9. Answer: Do We Have a Repeatable Process?

Yes, about 70% of one.

Evidence-Bound accidentally built a good RAG harness while building a legal product. The provider abstractions are excellent. The security, observability, and citation validation are ahead of most open-source RAG frameworks. The caching, cost tracking, and parallel verification are production-grade.

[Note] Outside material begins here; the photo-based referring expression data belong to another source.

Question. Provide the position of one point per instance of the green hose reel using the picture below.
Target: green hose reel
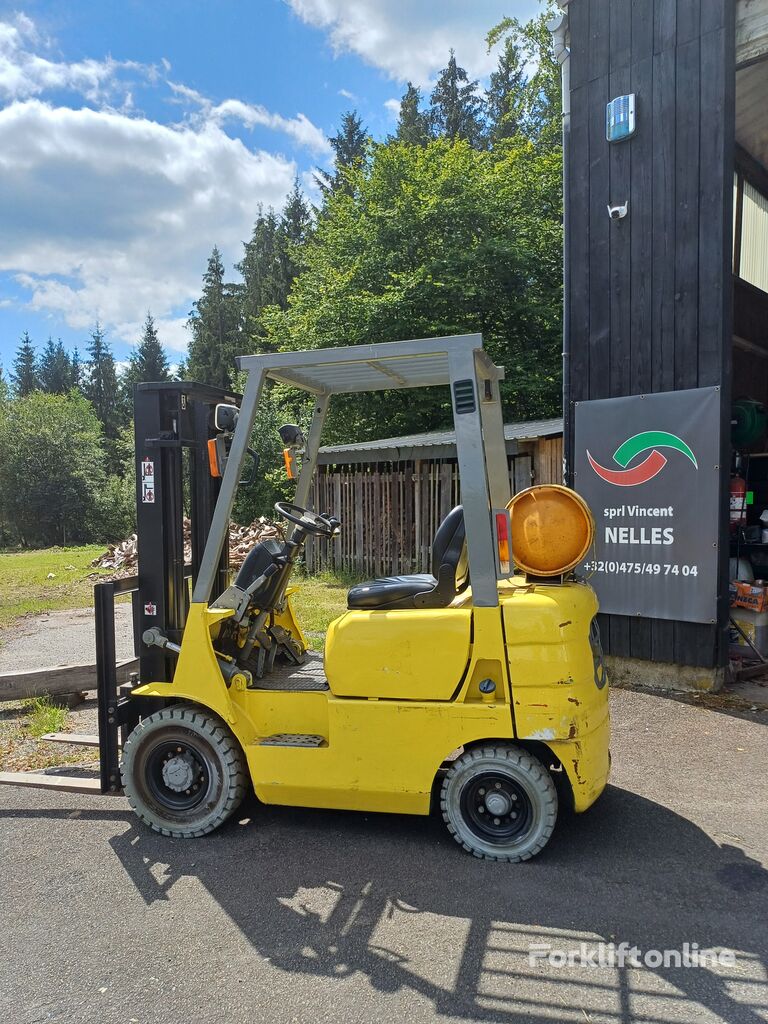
(749, 422)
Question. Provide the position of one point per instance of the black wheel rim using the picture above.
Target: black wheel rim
(177, 774)
(497, 808)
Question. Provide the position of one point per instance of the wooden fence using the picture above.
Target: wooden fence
(390, 511)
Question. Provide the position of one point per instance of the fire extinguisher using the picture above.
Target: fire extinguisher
(738, 501)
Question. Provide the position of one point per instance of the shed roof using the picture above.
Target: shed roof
(434, 444)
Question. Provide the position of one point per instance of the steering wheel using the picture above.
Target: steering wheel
(310, 522)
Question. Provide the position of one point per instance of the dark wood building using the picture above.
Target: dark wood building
(674, 294)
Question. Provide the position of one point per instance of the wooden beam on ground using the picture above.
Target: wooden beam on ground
(752, 32)
(61, 783)
(78, 738)
(61, 679)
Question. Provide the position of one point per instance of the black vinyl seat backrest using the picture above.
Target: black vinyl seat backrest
(450, 566)
(259, 558)
(450, 549)
(450, 576)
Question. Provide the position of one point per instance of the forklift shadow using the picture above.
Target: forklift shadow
(335, 894)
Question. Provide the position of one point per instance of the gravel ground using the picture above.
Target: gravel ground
(289, 914)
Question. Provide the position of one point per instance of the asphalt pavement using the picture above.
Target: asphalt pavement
(291, 914)
(54, 638)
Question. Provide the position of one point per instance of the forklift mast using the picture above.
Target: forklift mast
(173, 423)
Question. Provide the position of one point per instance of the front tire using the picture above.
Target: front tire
(499, 803)
(183, 771)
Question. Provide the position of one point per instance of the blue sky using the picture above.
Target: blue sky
(134, 135)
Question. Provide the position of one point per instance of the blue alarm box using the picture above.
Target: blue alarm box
(620, 119)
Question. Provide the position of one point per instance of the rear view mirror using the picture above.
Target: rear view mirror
(291, 436)
(225, 417)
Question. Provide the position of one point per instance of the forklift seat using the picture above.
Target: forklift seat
(450, 576)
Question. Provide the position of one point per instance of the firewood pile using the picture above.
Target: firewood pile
(123, 557)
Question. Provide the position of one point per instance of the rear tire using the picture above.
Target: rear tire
(183, 771)
(499, 803)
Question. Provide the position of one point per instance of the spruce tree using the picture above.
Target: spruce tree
(76, 369)
(25, 376)
(293, 231)
(413, 124)
(505, 99)
(214, 323)
(349, 145)
(260, 268)
(100, 385)
(456, 107)
(55, 369)
(147, 361)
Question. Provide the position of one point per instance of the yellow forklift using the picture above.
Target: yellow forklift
(476, 687)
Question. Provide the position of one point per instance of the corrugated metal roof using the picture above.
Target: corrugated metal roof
(512, 432)
(752, 111)
(752, 30)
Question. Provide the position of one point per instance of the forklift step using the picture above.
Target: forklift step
(79, 738)
(293, 739)
(61, 783)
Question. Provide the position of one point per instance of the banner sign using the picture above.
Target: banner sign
(648, 466)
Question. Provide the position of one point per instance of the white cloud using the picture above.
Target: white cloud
(411, 39)
(24, 73)
(300, 128)
(171, 331)
(105, 215)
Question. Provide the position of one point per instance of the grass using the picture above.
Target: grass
(23, 723)
(45, 717)
(26, 589)
(320, 599)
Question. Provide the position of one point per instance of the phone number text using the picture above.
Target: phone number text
(641, 568)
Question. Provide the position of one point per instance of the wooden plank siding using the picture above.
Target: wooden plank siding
(390, 511)
(650, 297)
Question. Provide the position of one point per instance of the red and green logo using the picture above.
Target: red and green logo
(649, 441)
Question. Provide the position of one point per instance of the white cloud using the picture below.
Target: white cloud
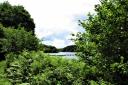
(55, 16)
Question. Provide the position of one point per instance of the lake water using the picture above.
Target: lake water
(71, 55)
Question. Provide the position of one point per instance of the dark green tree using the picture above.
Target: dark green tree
(17, 40)
(104, 44)
(14, 16)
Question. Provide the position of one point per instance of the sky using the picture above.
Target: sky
(56, 20)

What’s missing is the document intelligence layer (quality routing, table processing, hierarchical parsing) and the agentic loop (multi-turn refinement). These are the pieces that separate a demo from a system that works on real enterprise data.

The extraction is worth doing. The codebase is clean enough to refactor without rewriting. And the resulting harness would be genuinely differentiated: not another “wrapper around LangChain,” but a trust-first RAG foundation where every answer is either evidence-backed or refused.